Tim Gosling by Tim Gosling |

Like many things we take for granted, automatic enrolment was popularised in the USA.

Auto-enrolment’s origins across the Atlantic stems from attempts by large, paternalistic employers to drive up participation in their retirement savings plans. These attempts were studied by behavioural economists like Richard Thaler and David Laibson. In the UK, the Department for Work and Pensions and the Pensions Commission picked up on their research on automatic enrolment and saw in it a mid-way between compelling people to save and more laissez-faire approaches to workplace pension reform.

While the US devised and popularised automatic enrolment, it is not actually that commonplace as an enrolment technique. This reflects one of the stranger aspects of the UK’s Magpie relationship with US politics and policy. Not all of the things that we borrow are as successful or widespread in the country of origin, as they turn out to be in the UK.

Half of Americans over 55 don’t have pension savings

There are many factors at play here; as with the UK, a worrying number of Americans have nothing saved for retirement. According to a 2019 study by the US Government Accountability Office, roughly half of Americans over the age of 55 have nothing saved for retirement. But, they are in a better position than Britons.

The US first pillar pension, commonly known as social security, is much more generous than state pension arrangements in the UK.

Social security is earnings related and the average amount paid to individuals in 2022 was $1,657 per month or $19,884 per annum with a theoretical maximum for high earners of just over $40,000. Notwithstanding the fact that there is now more being paid out from the notional social security trust funds in benefits than there is coming in in payroll taxes, social security has been remarkably resistant to reform.

This means that while the first pillar will not afford American retirees a luxurious retirement, support given to almost all retired American workers is, for the most part, well in excess of that provided by the UK’s state pension. Second pillar savings are, obviously, highly desirable but the base level of support provided by social security is much greater.

No nation-wide AE for Americans

There have been successive attempts to roll out automatic enrolment at a federal level, which have not met with success. Meanwhile a variety of states have brought in variations of automatic enrolment at the state level. Illinois was the first to bring in its programme in 2015, followed by Oregon, California, Connecticut, Maryland, New Jersey and Virginia. Pennsylvania and Hawaii are currently considering the issue. While there has been some bi-partisan support for automatic enrolment, both at a state and at a federal level, these states are predominantly wealthier than average and lean Democrat.

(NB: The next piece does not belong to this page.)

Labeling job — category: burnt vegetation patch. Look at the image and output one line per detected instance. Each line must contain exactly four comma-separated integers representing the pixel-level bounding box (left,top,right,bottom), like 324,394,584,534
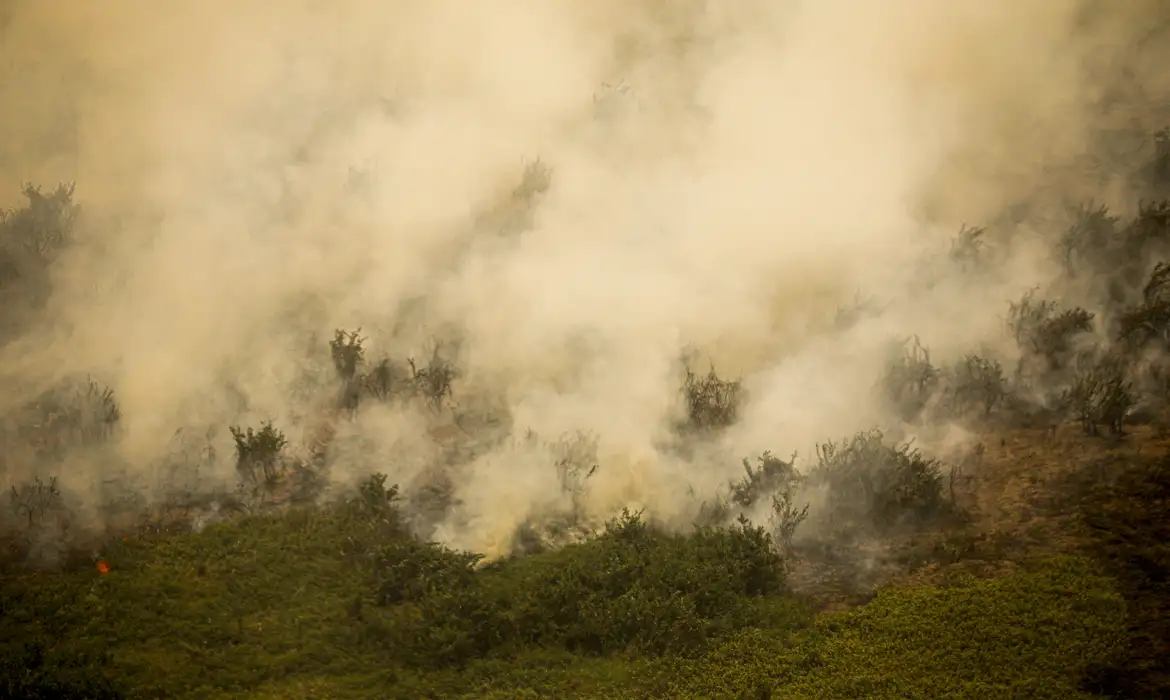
0,94,1170,699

At the federal level, last autumn, all the proposals in the Biden administration’s flagship Build Back Better bill were removed from the bill’s framework. Those included proposals to require established employers with more than six workers to begin automatically enrolling employees into either individual retirement accounts. In some ways, this is emblematic of slow progress at the federal level.

An important year for US pension savers (possibly)

2022 could, potentially, be the year this changes. HR 2954, dubbed the SECURE Act 2.0, which is currently in front of Congress, contains provisions intended to mandate that businesses of more than 10 employees, which have been trading for more than three years automatically enrol their workers in a retirement plan. The initial contribution rate is 3% of pre-tax earnings but this escalates automatically by 1% every year to a minimum of 10% and a maximum of 15%. Individuals can select a different contribution rate if they want.

We are watching this with interest. There have been many attempts to bring in significant reform of workplace retirement saving at the federal level, but none have yet succeeded.

That alone tempers enthusiasm in the experiment. But the provisions on automatic escalation are interesting and, should they work wholesale, could provide an example for the UK to follow. It would be a pleasing development if the nation that pioneered automatic enrolment managed to extend its benefits to the bulk of its own citizens.